Eva Besnyö: Dolle Mina - Cobra Museum voor Moderne Kunst

Eva Besnyö: Dolle Mina

zondag 3 mrt 2019 t/m zondag 30 jun 2019

Deel:

In de jaren zeventig sluit Eva Besnyö zich aan bij Dolle Mina. In het vastleggen van de acties en demonstraties van deze vrouwenbeweging brengt ze haar vernieuwde principes in de praktijk. Hierin is te zien dat ze haar fotografische werk wil inzetten voor maatschappelijke verandering. Deze serie is in het Cobra Museum te zien in relatie tot het werk van Kati Horna en Ata Kando.

 

Foto Peter Tijhuis

In de naoorlogse periode is Eva Besnyö  betrokken bij de oprichting van de Gebonden Kunstenaars federatie (GKf) die wordt voorgezeten door de later zo bekende museumdirecteur Willem Sandberg, en is in het bijzonder verbonden aan de Vakgroep fotografie. Kort na het bombardement van Rotterdam legt ze de verwoeste stad vast.

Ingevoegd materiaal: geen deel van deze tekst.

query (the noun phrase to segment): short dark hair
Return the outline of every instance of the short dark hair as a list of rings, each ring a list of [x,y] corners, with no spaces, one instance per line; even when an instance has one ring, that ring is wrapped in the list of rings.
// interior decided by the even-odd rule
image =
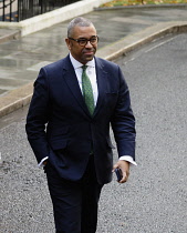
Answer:
[[[76,26],[79,26],[79,27],[93,26],[94,27],[94,24],[90,20],[87,20],[83,17],[77,17],[77,18],[73,19],[67,26],[67,38],[72,37],[72,31]]]

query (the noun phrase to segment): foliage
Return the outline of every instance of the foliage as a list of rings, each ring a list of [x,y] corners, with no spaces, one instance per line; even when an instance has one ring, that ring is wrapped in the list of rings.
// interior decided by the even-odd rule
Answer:
[[[101,7],[135,6],[135,4],[175,4],[187,3],[187,0],[114,0]]]

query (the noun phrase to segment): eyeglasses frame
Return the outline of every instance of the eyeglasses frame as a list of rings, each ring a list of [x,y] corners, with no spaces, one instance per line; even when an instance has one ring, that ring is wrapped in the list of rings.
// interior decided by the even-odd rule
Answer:
[[[81,45],[81,44],[80,44],[80,41],[82,40],[81,38],[80,38],[80,39],[69,38],[69,39],[70,39],[70,40],[73,40],[73,41],[76,41],[81,47],[85,47],[85,45],[87,44],[89,41],[90,41],[90,43],[91,43],[92,45],[97,44],[97,42],[98,42],[98,37],[97,37],[97,36],[94,36],[94,37],[97,39],[95,43],[92,43],[92,42],[91,42],[91,40],[93,39],[93,37],[90,38],[90,39],[84,38],[84,40],[86,41],[86,43],[85,43],[84,45]]]

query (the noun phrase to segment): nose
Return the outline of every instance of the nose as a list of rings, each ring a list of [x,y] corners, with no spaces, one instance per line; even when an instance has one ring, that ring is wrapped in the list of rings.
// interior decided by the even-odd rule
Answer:
[[[91,43],[91,41],[87,41],[87,43],[85,44],[85,48],[92,48],[93,45],[92,45],[92,43]]]

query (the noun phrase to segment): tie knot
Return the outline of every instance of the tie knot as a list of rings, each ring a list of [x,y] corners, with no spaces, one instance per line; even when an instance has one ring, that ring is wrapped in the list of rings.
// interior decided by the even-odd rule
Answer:
[[[83,71],[85,71],[87,69],[87,65],[82,65]]]

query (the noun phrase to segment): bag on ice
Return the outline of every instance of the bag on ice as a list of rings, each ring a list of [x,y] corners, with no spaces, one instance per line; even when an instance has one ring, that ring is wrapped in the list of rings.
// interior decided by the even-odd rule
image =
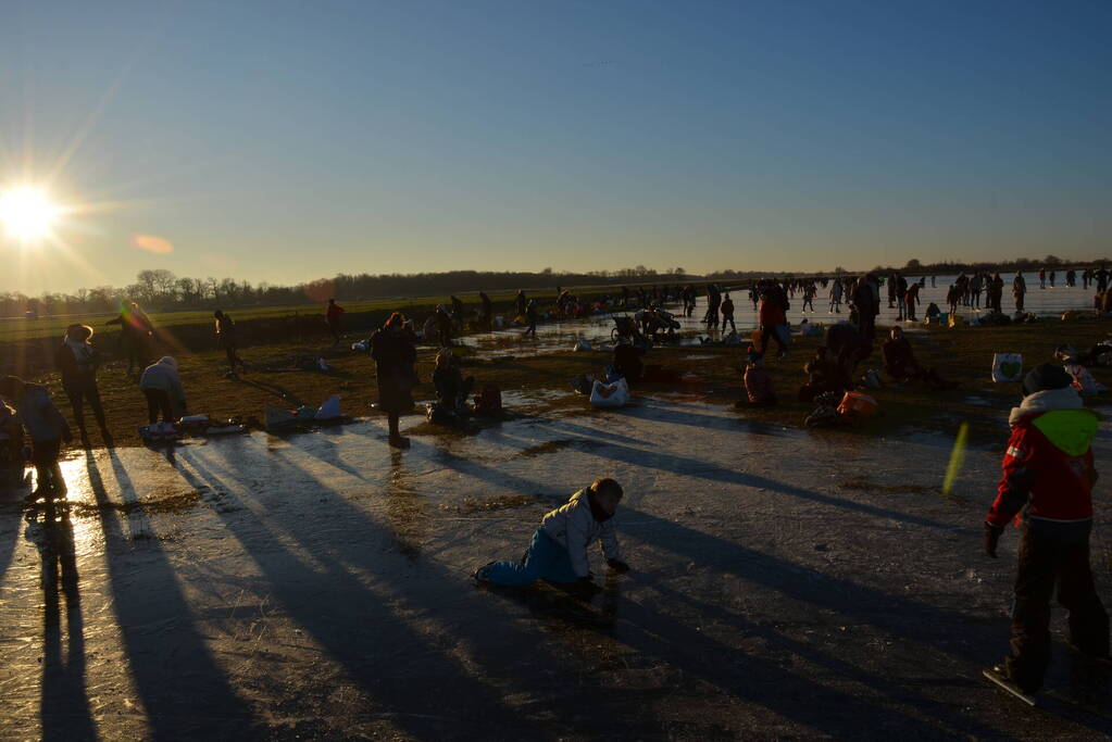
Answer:
[[[340,395],[332,394],[325,403],[317,408],[316,420],[336,420],[344,417],[340,412]]]
[[[590,388],[590,405],[596,408],[622,407],[629,401],[629,384],[618,379],[612,384],[595,381]]]
[[[1023,379],[1023,355],[1021,353],[996,353],[992,357],[992,380],[1000,382]]]

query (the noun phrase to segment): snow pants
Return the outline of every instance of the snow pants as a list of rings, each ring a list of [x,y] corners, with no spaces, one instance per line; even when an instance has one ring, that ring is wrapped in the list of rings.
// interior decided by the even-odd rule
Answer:
[[[524,586],[537,580],[576,582],[567,549],[553,540],[544,528],[533,532],[533,542],[519,562],[495,562],[487,568],[486,580],[498,585]]]
[[[1050,664],[1050,600],[1070,612],[1070,642],[1083,654],[1108,656],[1109,616],[1089,564],[1091,522],[1027,520],[1012,604],[1012,653],[1007,672],[1024,691],[1042,685]]]

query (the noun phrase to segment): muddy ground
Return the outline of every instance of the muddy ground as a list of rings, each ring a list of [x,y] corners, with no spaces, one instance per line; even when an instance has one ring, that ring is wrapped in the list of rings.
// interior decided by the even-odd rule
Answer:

Hier blikt ze hier met schroom op terug: “Daar schaam ik me nog voor. Want het waren prachtige foto’s en over verwoestingen hoor je geen prachtige foto’s te maken.” Een foto moet volgens haar de kijker tot iets aanzetten. “Na de oorlog heb ik zelfs afstand genomen van het idee dat foto’s mooi moeten zijn. Ik had altijd alles mooi belicht en gekadreerd en ik wilde in elk geval niet verder met dat super esthetische werk.” In de jaren zeventig sluit ze zich aan bij Dolle Mina. In het vastleggen van de acties en demonstraties van deze vrouwenbeweging brengt ze haar vernieuwde principes in de praktijk. Hierin is te zien dat ze haar fotografische werk wil inzetten voor maatschappelijke verandering. Deze serie is in het Cobra Museum te zien.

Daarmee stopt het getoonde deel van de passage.